When I was churning comic scripts in college, it became a challenge to get the laughs without sexual innuendoes. Not that I was a prude but simply it was too easy. Have Anil Kapoor mouth a ‘Teri maa ka...’ and then trail off and 90 times out of 100 you would get a laugh. Heck, even fardeen khan might register that average. And then ask Fardeen to deliver something really funny and count the laughs.
Risqué turns have always been a major theme in comedy – and no one has handled it with as much hilarity as that genius - Woody Allen. Everything you wanted to know about sex has got to be the best sex comedy ever. The last episode is entirely about a man making out and ejaculating and it’s HILARIOUS.

But there’s a line between risqué and tasteless, unfunny and funny that is as thick as Reilly and Ferrell together.
Step Bro never judges the line, the script and the direction waste two very good actors.
Reilly is no Jeff Daniels and Will Ferrell is no Carrey. And this is certainly no Dumb and Dumber.
Avoid this one unless you think one-minute long farts in interviews is the funniest thing you have ever seen.

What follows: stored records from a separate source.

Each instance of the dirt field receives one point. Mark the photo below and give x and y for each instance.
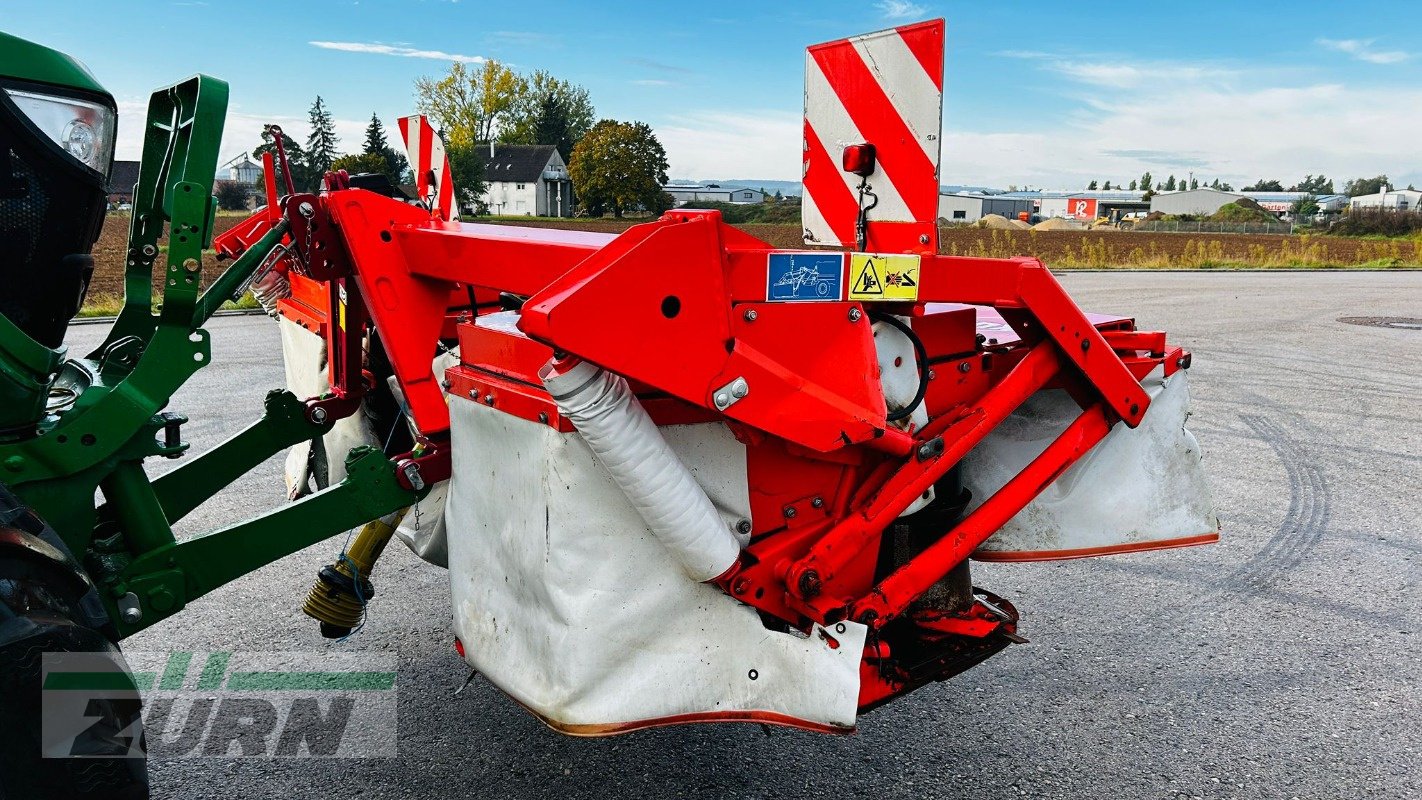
(113, 245)
(1065, 249)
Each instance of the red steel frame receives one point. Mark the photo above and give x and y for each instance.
(669, 306)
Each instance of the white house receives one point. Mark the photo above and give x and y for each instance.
(1394, 201)
(526, 181)
(243, 169)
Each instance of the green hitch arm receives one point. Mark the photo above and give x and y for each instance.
(164, 580)
(231, 280)
(283, 424)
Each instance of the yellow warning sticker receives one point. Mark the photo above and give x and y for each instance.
(873, 276)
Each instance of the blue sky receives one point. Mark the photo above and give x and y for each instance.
(1043, 94)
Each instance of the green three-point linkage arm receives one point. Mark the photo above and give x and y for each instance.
(113, 422)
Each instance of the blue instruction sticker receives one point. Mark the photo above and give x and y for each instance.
(805, 276)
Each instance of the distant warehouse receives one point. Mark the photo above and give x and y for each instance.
(1082, 206)
(683, 193)
(1205, 202)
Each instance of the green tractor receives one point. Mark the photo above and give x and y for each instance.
(78, 574)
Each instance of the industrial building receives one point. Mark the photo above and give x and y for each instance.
(683, 193)
(971, 206)
(1082, 206)
(1205, 202)
(1394, 201)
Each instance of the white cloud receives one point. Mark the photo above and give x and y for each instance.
(900, 9)
(1237, 135)
(760, 144)
(380, 49)
(1361, 49)
(1134, 76)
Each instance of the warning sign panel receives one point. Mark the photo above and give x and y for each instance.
(805, 276)
(875, 276)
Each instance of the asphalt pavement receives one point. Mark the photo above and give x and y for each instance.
(1280, 662)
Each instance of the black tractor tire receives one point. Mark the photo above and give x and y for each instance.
(47, 606)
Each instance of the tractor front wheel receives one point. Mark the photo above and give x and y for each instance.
(70, 721)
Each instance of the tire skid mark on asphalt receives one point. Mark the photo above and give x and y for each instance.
(1310, 509)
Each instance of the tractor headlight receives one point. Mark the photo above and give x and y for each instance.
(81, 128)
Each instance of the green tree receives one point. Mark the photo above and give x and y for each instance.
(549, 111)
(1364, 185)
(467, 161)
(361, 164)
(320, 145)
(1266, 185)
(295, 158)
(378, 144)
(231, 195)
(619, 166)
(1314, 185)
(469, 104)
(1304, 206)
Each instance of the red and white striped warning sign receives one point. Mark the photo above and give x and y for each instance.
(434, 184)
(886, 90)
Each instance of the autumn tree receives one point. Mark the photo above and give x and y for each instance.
(231, 195)
(469, 104)
(619, 166)
(467, 171)
(1314, 185)
(320, 145)
(378, 144)
(361, 164)
(1364, 185)
(549, 111)
(295, 158)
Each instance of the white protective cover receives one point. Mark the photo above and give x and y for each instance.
(1138, 489)
(566, 600)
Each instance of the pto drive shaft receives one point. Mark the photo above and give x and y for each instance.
(341, 590)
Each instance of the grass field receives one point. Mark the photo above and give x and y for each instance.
(1060, 249)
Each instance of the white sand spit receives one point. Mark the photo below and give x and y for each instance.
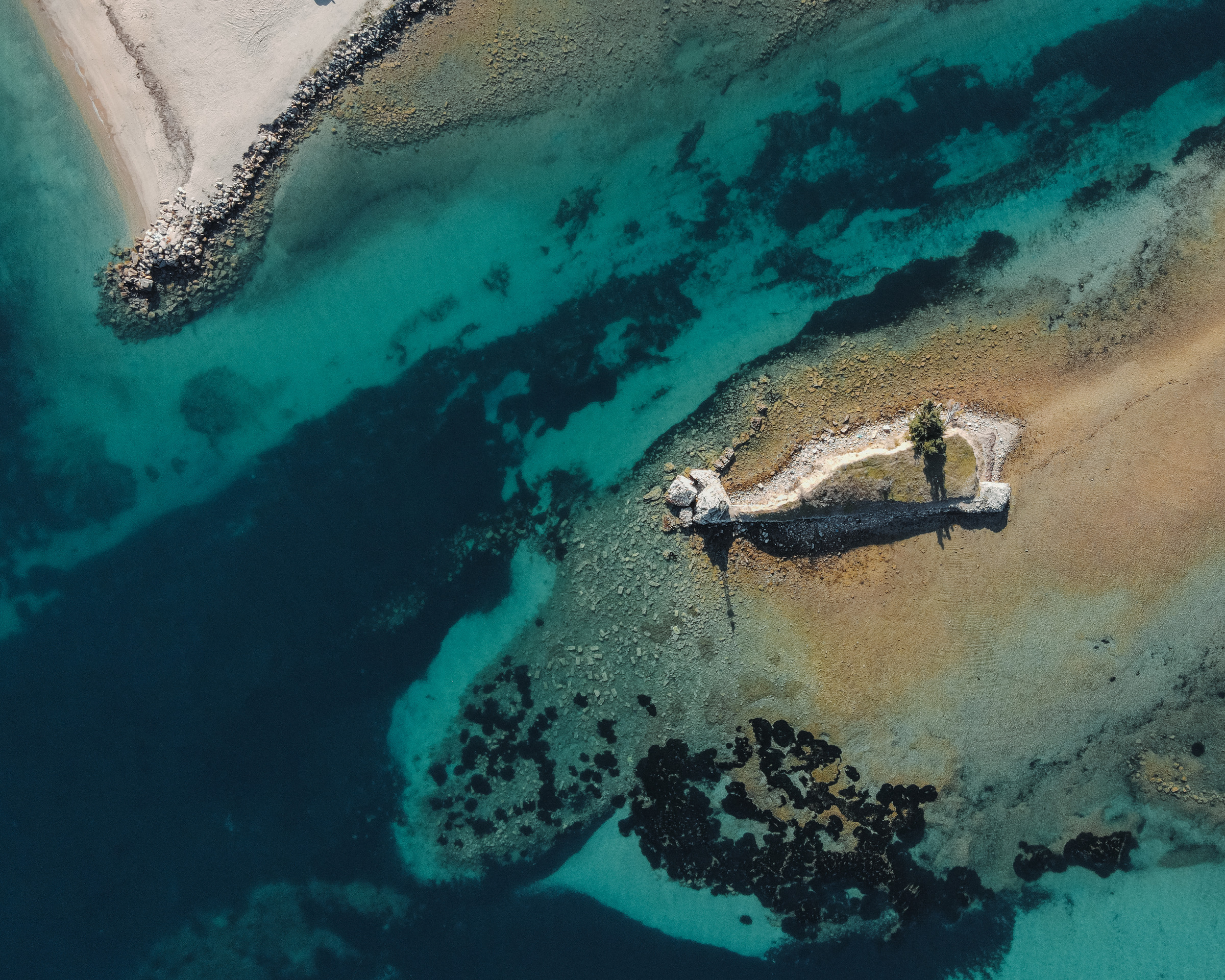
(175, 91)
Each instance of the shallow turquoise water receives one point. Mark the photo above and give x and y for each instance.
(193, 691)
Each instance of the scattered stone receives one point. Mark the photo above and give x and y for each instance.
(683, 492)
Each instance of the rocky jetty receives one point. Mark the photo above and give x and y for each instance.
(179, 240)
(889, 473)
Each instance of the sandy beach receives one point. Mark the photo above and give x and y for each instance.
(175, 93)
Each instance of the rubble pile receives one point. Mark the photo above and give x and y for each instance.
(179, 237)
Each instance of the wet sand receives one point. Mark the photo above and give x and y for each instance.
(167, 91)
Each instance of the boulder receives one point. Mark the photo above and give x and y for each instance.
(712, 506)
(681, 493)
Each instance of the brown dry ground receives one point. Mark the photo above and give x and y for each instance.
(961, 656)
(499, 59)
(1048, 674)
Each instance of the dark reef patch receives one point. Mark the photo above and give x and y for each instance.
(1103, 855)
(791, 869)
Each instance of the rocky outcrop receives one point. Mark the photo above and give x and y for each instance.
(683, 492)
(880, 479)
(712, 505)
(875, 477)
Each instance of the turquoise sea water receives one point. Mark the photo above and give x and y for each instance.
(205, 537)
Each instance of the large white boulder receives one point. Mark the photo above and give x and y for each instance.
(681, 493)
(712, 506)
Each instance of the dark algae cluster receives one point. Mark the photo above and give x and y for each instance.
(809, 852)
(506, 776)
(1103, 855)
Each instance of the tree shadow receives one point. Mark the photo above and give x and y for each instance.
(717, 541)
(934, 472)
(831, 536)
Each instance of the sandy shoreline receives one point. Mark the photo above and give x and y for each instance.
(175, 96)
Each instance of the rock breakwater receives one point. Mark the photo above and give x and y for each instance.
(149, 291)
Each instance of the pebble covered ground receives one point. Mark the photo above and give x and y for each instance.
(654, 634)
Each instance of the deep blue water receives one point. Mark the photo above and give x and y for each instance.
(194, 706)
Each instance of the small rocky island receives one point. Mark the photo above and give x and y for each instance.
(898, 469)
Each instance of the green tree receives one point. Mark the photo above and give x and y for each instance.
(928, 429)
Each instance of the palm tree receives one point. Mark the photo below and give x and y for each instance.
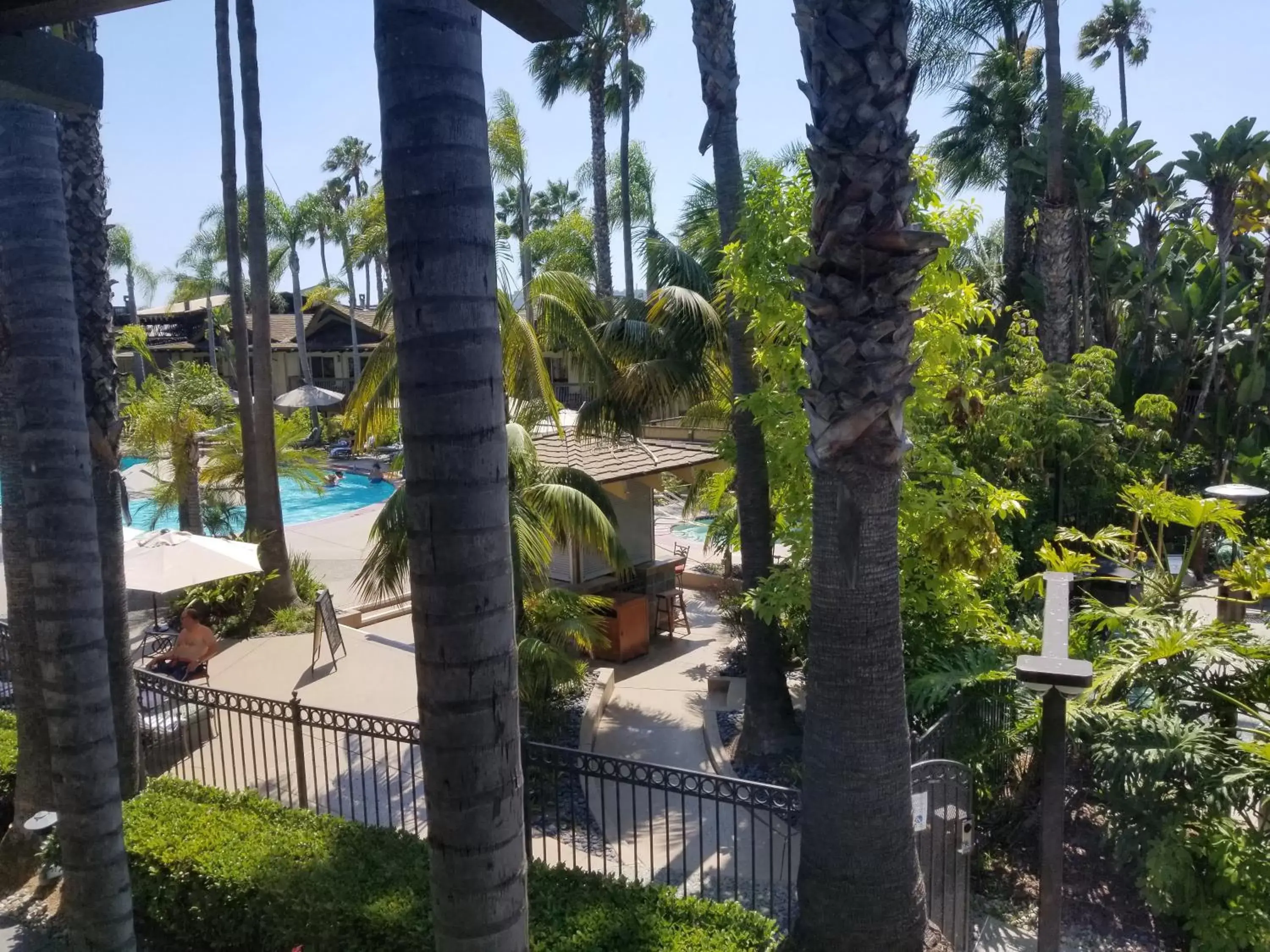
(995, 115)
(1221, 165)
(1121, 26)
(166, 421)
(234, 262)
(859, 885)
(352, 159)
(1057, 226)
(635, 27)
(769, 726)
(33, 789)
(582, 65)
(440, 205)
(508, 160)
(279, 589)
(197, 276)
(84, 184)
(44, 377)
(552, 205)
(294, 226)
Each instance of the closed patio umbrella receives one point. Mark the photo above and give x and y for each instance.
(166, 561)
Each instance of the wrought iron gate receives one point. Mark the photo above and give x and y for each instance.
(944, 824)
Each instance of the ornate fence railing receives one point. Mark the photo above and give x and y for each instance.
(699, 833)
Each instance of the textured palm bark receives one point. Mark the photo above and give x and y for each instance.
(35, 781)
(234, 263)
(40, 330)
(859, 885)
(1057, 221)
(440, 206)
(625, 155)
(84, 190)
(1057, 270)
(769, 728)
(279, 591)
(600, 179)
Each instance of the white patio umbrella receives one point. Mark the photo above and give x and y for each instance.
(306, 396)
(166, 561)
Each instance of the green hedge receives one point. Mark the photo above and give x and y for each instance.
(215, 871)
(8, 766)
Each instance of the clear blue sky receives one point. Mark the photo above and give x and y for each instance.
(162, 134)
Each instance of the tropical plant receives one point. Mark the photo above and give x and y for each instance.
(859, 883)
(295, 228)
(1222, 165)
(456, 507)
(770, 730)
(1121, 26)
(995, 113)
(266, 520)
(1057, 220)
(582, 65)
(166, 421)
(41, 381)
(352, 159)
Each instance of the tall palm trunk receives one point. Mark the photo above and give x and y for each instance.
(859, 885)
(352, 314)
(279, 591)
(1057, 220)
(526, 264)
(625, 158)
(211, 333)
(322, 253)
(1124, 93)
(440, 207)
(185, 465)
(84, 193)
(234, 263)
(769, 726)
(35, 782)
(39, 327)
(600, 177)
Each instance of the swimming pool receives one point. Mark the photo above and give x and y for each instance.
(299, 503)
(695, 531)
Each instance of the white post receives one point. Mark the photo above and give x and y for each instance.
(1057, 620)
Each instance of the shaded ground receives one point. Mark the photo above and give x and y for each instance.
(1102, 905)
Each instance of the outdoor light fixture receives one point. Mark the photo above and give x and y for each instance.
(1055, 677)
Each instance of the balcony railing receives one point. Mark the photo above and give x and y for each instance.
(341, 385)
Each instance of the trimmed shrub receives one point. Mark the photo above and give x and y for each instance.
(215, 871)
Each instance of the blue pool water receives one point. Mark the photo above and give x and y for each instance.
(299, 504)
(694, 531)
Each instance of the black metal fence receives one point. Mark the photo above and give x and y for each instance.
(6, 668)
(982, 728)
(699, 833)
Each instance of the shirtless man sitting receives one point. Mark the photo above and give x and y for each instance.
(195, 645)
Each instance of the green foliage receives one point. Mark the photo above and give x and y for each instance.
(308, 586)
(291, 620)
(235, 872)
(230, 603)
(557, 630)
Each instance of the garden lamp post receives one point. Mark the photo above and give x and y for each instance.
(1056, 677)
(1229, 608)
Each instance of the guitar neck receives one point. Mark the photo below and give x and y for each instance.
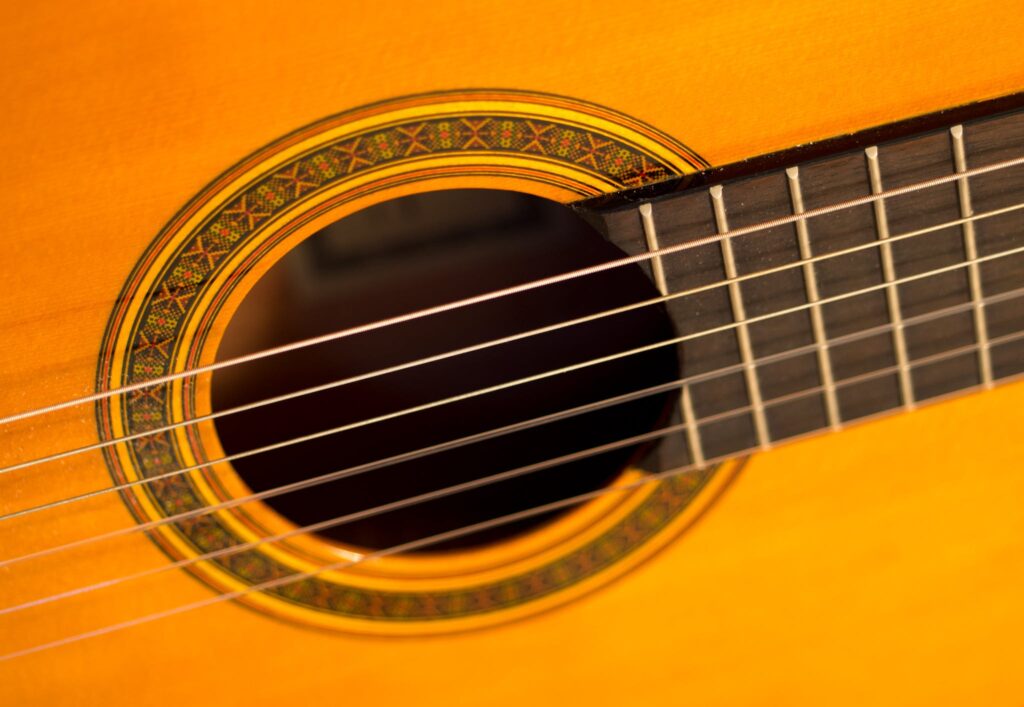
(824, 286)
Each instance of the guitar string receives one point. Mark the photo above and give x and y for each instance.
(515, 289)
(520, 381)
(486, 344)
(433, 539)
(519, 471)
(316, 481)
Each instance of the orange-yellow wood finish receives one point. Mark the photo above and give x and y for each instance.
(880, 565)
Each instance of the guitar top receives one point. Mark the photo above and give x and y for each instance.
(518, 354)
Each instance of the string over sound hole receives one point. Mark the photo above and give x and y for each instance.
(412, 253)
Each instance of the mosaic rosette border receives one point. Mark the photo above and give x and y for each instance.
(157, 336)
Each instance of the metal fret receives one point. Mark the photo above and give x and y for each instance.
(813, 296)
(739, 316)
(971, 250)
(889, 273)
(685, 399)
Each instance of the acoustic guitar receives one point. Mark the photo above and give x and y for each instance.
(512, 354)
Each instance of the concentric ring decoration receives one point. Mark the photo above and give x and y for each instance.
(176, 302)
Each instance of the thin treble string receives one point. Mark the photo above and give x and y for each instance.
(505, 475)
(437, 538)
(317, 481)
(488, 344)
(516, 289)
(528, 379)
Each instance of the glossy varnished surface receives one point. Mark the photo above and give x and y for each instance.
(880, 564)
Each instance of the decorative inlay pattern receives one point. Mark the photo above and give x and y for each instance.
(185, 264)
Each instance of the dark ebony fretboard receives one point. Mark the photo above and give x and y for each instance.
(895, 322)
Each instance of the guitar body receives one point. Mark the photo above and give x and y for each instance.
(879, 564)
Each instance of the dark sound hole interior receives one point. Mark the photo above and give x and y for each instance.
(413, 253)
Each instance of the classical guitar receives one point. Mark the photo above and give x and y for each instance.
(515, 354)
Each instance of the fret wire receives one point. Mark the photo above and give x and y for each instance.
(739, 315)
(889, 273)
(515, 289)
(677, 340)
(486, 344)
(971, 250)
(427, 541)
(813, 296)
(693, 440)
(230, 503)
(337, 521)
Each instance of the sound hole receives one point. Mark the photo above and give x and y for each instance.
(406, 255)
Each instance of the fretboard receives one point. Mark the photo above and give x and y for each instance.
(901, 295)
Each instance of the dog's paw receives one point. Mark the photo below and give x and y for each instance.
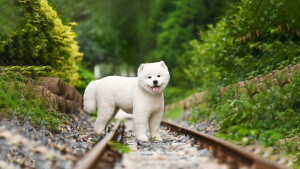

On a side note, as soon as I saw this guy in a guest role, I knew that there was no rescuing the movie anymore.
With classics like Knocked Up, 40 year old virgin, zack and mimi make a porno under his belt – he makes Ben Stiller look like Chaplin.
The unfunniest man since Jinnah, someone please put the likes of him to sleep!

Saturday, November 01, 2008

Ethics un-hinged

Some archbishop today just declared that forced conversions are anti-Christian. Of course, terrorism has always been un-Islamic. In the same vein as there is no Hindu terrorist.

Reminds me of my company that, by lieu of employing me, deigns to morally instruct me on the value of ethics and smiling at people.

Why can't - because it is not the decent thing to do - be reason enough?